UNITED STATES, WASHINGTON (OBSERVATORY) — Italy avoided the threat of disciplinary action from the EU, convincing the European Commission that the new measures introduced this week will help bring the country’s growing debt into line with the fiscal rules of the bloc, reports Reuters.
The European Commission said that at this stage the excessive deficit procedure (EDP) is no longer required, since Italy is expected to generally comply with the requirements of the EU Stability and Growth Pact this year.
EDP is a procedure that the European Commission can initiate against any EU member state that exceeds the established budget deficit limit or cannot reduce its debt.
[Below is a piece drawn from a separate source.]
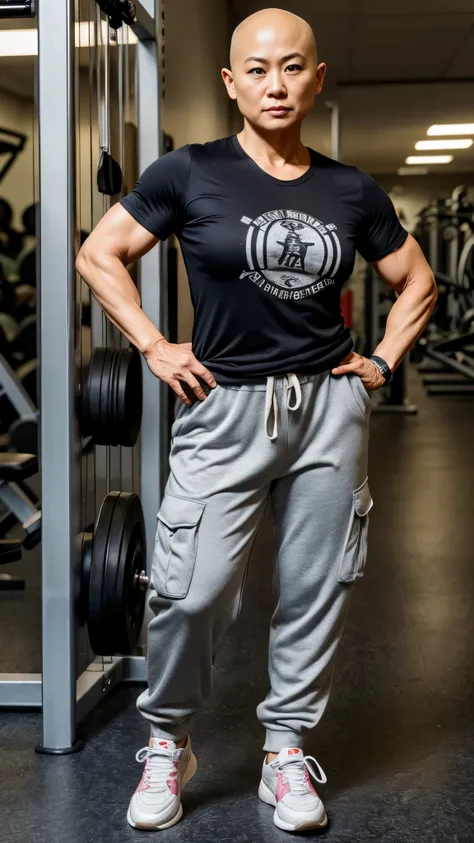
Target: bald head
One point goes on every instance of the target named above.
(265, 29)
The launch of the disciplinary procedure threatened Italy with a fine.
Italian bond yields fell amid Rome’s agreement with Brussels.
Italian Economy Minister Giovanni Tria said the government’s efforts were “rewarded twice” – the EC rejected the disciplinary procedure and the market reacted positively, resulting in lower borrowing costs for the country.
“Europe recognized our seriousness and responsibility,” Italian Prime Minister Giuseppe Conte wrote on Facebook. “Italy is a great and trustworthy country, and today we have received one more confirmation of this.”
The European Commission stated that the Italian government made additional efforts this year to partially offset the deterioration in the structural balance of 2018. The
Commission called on Italy to comply with its obligations to prepare the budget for 2020 in accordance with the EU budget rules. The draft budget should be submitted to the EC by October 15th. Italy pledged to reduce the structural deficit next year, as was done in 2019, thanks to the latest measures to reduce costs and increase revenue.
The Government of Italy, during a meeting held on July 1, agreed on measures that would increase revenues and save costs by achieving a reduction in the budget deficit this year by € 7.6 billion compared with the figure presented in the April draft budget.
Italian authorities estimate that the budget deficit this year will be 2.04% of GDP. The April draft budget provided for a deficit of 2.4% of GDP.
In accordance with EU rules, countries should try to maintain a budget deficit of no higher than 3% of GDP; the ratio of public debt to GDP should not exceed 60%. Currently, Italy’s public debt is about 132% of GDP.